Uma equipe de pesquisa da Universidade Tecnológica de Nanyang (NTU) em Singapura, em colaboração com a Universidade Nacional de Seul na Coreia do Sul, criou um protetor solar revolucionário feito de pólen de camélia.
Uma solução que combina eficácia dermatológica com respeito ambiental, especialmente para os ecossistemas marinhos.
Tecnologia vegetal sem produtos químicos agressivos
O pólen de camélia é transformado em um microgel transparente com alta resistência e proteção UV.
O processo começa com o uso de pólen de camélia, uma fonte natural, não alergênica, abundante e de baixo custo. Por meio de um método exclusivo, sem produtos químicos agressivos ou altas temperaturas, os pesquisadores removem o conteúdo interno do grão, preservando sua estrutura externa composta por esporopolenina, um biopolímero altamente resistente.

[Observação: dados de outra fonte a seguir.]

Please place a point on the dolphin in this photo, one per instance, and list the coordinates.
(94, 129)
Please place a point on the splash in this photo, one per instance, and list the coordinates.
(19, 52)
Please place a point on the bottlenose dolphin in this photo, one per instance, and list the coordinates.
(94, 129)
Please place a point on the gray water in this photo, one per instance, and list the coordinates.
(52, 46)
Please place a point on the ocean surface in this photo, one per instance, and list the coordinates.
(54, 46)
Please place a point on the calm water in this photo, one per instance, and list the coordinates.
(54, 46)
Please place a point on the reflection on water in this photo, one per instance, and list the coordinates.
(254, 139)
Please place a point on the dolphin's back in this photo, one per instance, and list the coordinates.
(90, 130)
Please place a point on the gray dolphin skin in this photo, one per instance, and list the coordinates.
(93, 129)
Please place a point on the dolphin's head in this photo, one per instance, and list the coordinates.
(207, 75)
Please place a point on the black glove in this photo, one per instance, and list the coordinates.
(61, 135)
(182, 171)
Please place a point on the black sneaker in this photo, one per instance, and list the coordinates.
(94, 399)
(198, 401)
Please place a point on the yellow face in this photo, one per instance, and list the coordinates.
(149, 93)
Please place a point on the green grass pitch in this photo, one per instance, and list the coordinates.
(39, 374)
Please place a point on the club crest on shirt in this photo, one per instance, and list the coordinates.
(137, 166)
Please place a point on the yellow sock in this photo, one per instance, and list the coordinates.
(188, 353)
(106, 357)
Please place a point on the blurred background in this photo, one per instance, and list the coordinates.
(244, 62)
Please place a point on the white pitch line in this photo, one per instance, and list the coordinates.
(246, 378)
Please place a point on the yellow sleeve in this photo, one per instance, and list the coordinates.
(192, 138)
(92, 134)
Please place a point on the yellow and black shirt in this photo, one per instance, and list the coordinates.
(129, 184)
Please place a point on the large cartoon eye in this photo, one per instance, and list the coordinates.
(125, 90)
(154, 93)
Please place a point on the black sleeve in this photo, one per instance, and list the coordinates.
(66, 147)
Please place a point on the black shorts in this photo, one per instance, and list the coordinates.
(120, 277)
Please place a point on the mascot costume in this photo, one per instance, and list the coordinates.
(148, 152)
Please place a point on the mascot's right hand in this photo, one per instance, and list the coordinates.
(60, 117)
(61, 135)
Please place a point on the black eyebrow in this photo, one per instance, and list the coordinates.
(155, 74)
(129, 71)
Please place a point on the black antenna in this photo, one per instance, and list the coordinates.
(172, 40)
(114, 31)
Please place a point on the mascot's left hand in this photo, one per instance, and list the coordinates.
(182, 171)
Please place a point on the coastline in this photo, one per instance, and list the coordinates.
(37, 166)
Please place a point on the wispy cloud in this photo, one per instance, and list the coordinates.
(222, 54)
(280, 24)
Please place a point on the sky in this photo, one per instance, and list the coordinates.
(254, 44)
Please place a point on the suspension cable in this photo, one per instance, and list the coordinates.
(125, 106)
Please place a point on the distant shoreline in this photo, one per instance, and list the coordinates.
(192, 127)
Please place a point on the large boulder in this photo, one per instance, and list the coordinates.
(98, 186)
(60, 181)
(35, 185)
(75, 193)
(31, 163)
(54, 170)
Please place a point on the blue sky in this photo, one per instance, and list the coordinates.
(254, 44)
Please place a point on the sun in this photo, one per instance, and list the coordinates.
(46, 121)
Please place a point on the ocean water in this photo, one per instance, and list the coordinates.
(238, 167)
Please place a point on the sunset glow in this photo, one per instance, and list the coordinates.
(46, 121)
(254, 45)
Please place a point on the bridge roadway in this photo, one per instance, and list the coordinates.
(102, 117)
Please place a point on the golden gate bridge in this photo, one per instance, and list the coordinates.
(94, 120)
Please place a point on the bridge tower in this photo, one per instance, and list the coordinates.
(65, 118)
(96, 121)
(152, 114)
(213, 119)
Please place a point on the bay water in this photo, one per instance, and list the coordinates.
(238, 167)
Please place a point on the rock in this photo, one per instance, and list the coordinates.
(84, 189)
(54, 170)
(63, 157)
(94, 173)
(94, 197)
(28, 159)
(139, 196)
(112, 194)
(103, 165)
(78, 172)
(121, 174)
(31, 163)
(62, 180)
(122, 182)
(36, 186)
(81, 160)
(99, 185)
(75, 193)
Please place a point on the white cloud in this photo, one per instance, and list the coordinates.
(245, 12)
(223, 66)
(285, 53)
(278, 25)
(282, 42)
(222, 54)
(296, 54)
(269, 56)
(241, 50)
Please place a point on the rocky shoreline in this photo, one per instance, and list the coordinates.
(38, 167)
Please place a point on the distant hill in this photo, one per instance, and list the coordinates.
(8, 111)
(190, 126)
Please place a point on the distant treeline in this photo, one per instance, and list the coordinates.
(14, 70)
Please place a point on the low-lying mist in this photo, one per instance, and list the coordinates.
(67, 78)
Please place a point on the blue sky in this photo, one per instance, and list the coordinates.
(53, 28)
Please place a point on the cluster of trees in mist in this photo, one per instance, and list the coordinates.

Este material se transforma em um microgel transparente, com uma espessura semelhante à de um fio de cabelo humano. Ao ser aplicado na pele, atua como uma barreira eficaz contra os raios UV, com uma proteção equivalente a um SPF 30, bloqueando até 97% da radiação ultravioleta.
Benefício térmico e conforto em climas quentes
Além de proteger contra os raios solares, o microgel reduz a temperatura da pele em 5°C por pelo menos 20 minutos, graças à sua baixa absorção de energia no espectro visível e infravermelho próximo.
Esse efeito representa um benefício adicional em regiões quentes ou durante atividades prolongadas ao ar livre.
protetor solar
Respeito pela vida marinha: sem impacto nos corais
Uma alternativa segura em relação ao branqueamento causado por protetores convencionais.
Uma das descobertas mais relevantes do estudo é que, ao contrário dos protetores solares comerciais, este microgel não causa efeitos adversos nos corais, mesmo após 60 dias de exposição contínua. Em contraste, os corais expostos a produtos convencionais apresentaram branqueamento severo em menos de uma semana.
Esse avanço torna o protetor solar de pólen uma opção ideal para áreas costeiras, parques naturais e destinos turísticos comprometidos com a proteção dos recifes.
Cosméticos biodegradáveis e economia circular
Embora ainda esteja em fase experimental, o desenvolvimento abre caminho para uma nova geração de cosméticos biodegradáveis, com aplicações em cremes hidratantes, máscaras faciais e produtos infantis.
O uso do pólen como matéria-prima reutiliza subprodutos agrícolas, integrando-se em uma economia circular que transforma resíduos em recursos.
“Esse tipo de inovação conecta a biotecnologia vegetal com a ação climática”, destacam os pesquisadores.
Oportunidades globais e transição cosmética responsável
Proibições em destinos turísticos abrem espaço para alternativas sustentáveis.
Países como Havaí, Palau e Aruba já proibiram protetores solares com produtos químicos prejudiciais aos corais, o que poderia facilitar a adoção de tecnologias como Solar Pollen Gel.
Se a produção em larga escala for alcançada, poderia se tornar um padrão para viajantes responsáveis e consumidores conscientes.